Use READ COMMITTED isolation during the StatRegion queries

jwhitlock opened this issue 3 years ago · 6 comments

The StatRegion task counts the number of stations per region, as displayed on https://location.services.mozilla.com/stats/regions. This counts items per region, such as:

SELECT wifi_shard_9.region, count(*) AS count_1 FROM wifi_shard_9 WHERE wifi_shard_9.region IS NOT NULL GROUP BY wifi_shard_9.region

These queries can take a long time, even with an index, and MySQL has to keep track of all other transactions while this is running, in order to get a consistent result. The change would be:

Use a READ COMMITTED isolation level when gathering the counts
Switch to a default REPEATABLE READ isolation level to update the region counts tables.

References:

Setting Transaction Isolation Levels including DBAPI Autocommit
Transaction Isolation Levels
confidential bug 1711761 (discusses transaction history growth with specific queries)
issue #1618 - Monitor transaction history length, which led to StatRegion as a potential culprit

Answer 1 · 2021-06-16T22:01:48.000Z

Starting a new transaction inside the task with "REPEATABLE READ" isolation is not interacting well with the testing code, which wraps the test code in a transaction to rollback any database writes. The "REPEATABLE READ" connection sees an empty database from the start of the test rather than the one setup with test rows.
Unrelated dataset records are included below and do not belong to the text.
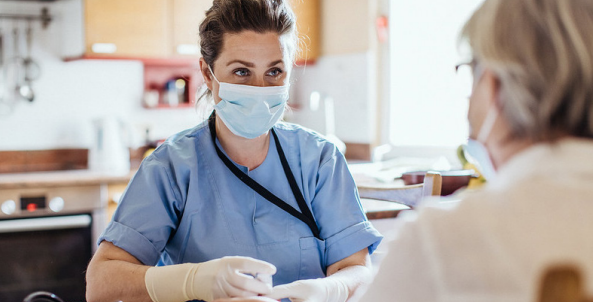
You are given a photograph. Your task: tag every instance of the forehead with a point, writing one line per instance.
(252, 46)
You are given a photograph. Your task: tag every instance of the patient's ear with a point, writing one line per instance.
(492, 86)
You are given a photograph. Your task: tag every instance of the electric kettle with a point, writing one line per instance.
(110, 151)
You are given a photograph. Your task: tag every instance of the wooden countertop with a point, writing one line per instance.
(380, 209)
(374, 209)
(60, 178)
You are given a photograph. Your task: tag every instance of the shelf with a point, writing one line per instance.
(165, 62)
(165, 106)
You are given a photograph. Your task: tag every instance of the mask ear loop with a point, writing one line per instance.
(492, 114)
(212, 73)
(488, 124)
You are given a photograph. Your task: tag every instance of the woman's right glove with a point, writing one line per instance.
(219, 278)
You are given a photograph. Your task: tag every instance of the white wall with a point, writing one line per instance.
(70, 95)
(345, 71)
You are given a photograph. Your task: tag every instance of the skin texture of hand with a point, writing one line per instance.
(219, 278)
(251, 299)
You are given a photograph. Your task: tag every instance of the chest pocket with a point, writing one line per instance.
(313, 264)
(254, 221)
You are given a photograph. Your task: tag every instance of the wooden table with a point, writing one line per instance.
(381, 209)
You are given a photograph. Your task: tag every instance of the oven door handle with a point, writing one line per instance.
(44, 223)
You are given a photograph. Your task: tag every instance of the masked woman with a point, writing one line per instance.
(218, 209)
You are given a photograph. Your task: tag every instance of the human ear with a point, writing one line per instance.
(206, 73)
(492, 87)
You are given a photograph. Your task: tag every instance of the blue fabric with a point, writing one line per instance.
(184, 205)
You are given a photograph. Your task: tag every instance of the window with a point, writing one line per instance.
(428, 100)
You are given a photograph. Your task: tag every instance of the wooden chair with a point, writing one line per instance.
(562, 284)
(407, 195)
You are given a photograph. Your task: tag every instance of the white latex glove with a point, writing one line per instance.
(313, 290)
(219, 278)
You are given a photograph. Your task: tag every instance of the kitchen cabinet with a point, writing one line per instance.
(138, 28)
(308, 14)
(143, 28)
(169, 28)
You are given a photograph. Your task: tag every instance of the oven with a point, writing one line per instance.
(47, 237)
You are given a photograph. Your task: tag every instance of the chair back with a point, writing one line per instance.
(409, 195)
(562, 284)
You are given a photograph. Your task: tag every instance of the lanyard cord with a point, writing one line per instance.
(305, 215)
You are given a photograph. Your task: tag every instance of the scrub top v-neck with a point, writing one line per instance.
(184, 205)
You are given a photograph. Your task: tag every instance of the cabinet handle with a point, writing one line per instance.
(45, 223)
(104, 48)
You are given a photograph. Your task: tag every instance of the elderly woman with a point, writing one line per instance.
(531, 114)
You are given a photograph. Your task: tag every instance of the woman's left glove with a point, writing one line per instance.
(313, 290)
(219, 278)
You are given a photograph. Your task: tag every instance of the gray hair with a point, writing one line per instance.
(542, 52)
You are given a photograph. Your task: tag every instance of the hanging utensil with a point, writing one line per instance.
(31, 68)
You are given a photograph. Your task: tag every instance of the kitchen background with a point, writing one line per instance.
(71, 94)
(375, 74)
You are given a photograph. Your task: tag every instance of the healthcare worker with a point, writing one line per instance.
(531, 116)
(242, 201)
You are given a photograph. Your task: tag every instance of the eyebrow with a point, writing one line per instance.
(248, 64)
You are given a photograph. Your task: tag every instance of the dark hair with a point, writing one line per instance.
(234, 16)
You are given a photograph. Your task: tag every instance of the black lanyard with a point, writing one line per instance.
(305, 215)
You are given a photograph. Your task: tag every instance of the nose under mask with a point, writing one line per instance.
(250, 111)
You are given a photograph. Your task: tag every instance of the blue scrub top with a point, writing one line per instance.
(184, 205)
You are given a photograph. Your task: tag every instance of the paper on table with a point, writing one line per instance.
(387, 171)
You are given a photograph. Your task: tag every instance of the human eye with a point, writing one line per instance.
(241, 72)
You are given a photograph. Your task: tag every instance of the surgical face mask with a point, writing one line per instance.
(478, 153)
(476, 149)
(250, 111)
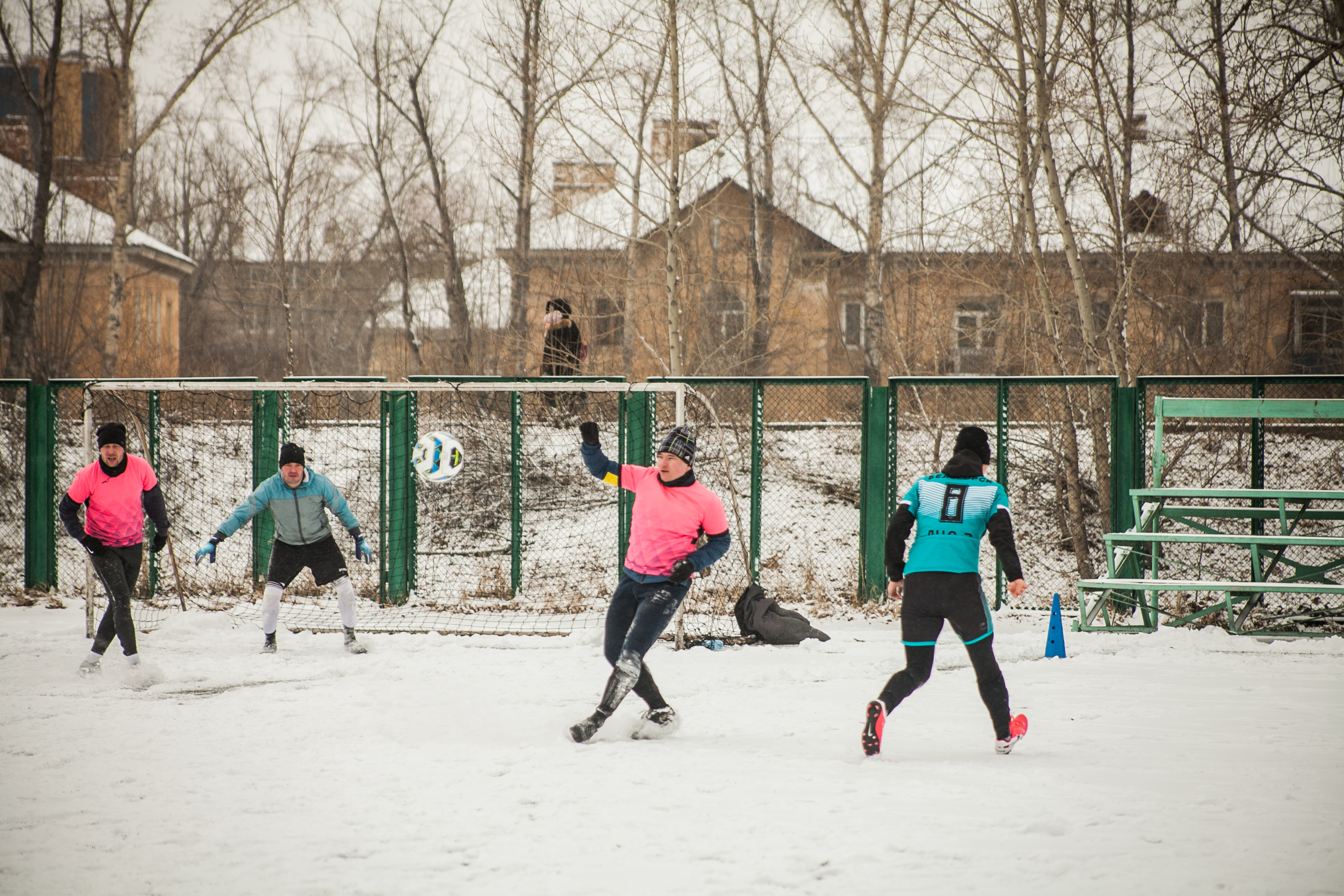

I'm thinking of next steps, but I'm leaning toward faking the isolation level in tests.

Answer 2 · 2021-06-17T02:21:34.000Z

A bit more info: the 16(?) queries all run in serial in one single transaction, so the history list has to keep track of all 4 hours of updates.

Answer 3 · 2021-06-17T22:21:30.000Z

I've pushed the change to the staging server. There is a nightly increase in transaction history there as well, but significantly less than production, so it will be harder to see the effect. An unexpected exception would be more significant, and good to catch and fix before going to production.

Answer 4 · 2021-07-06T21:36:15.000Z

On stage, before this change the maximum transaction history length was 1019, peaking after midnight UTC. After the change, the maximum transaction history length was 105. There were no unexpected exceptions, so I think this is safe to try in production.

Answer 5 · 2021-07-13T15:16:20.000Z

We deployed this to production, and it looks good after one run. In the previous days, the maximum transaction history ranged from 176,000 to 297,000, and stayed high for 6 to 16 hours. In last night run, the peak was 28,000, and dropped after four hours.

I'm closing the issue, and will continue to monitor.

Answer 6 · 2021-08-02T19:18:11.000Z

Oops, said I was closing in the comment, but did not close.

This change has an effect on replica lag. Instead of growing during the day and reducing to 0 seconds at off-peak times, the lag continued to grow each day, requiring manual intervention. Removing half of the async workers appears to fix the issue, with no noticeable change in the total number of observations processed.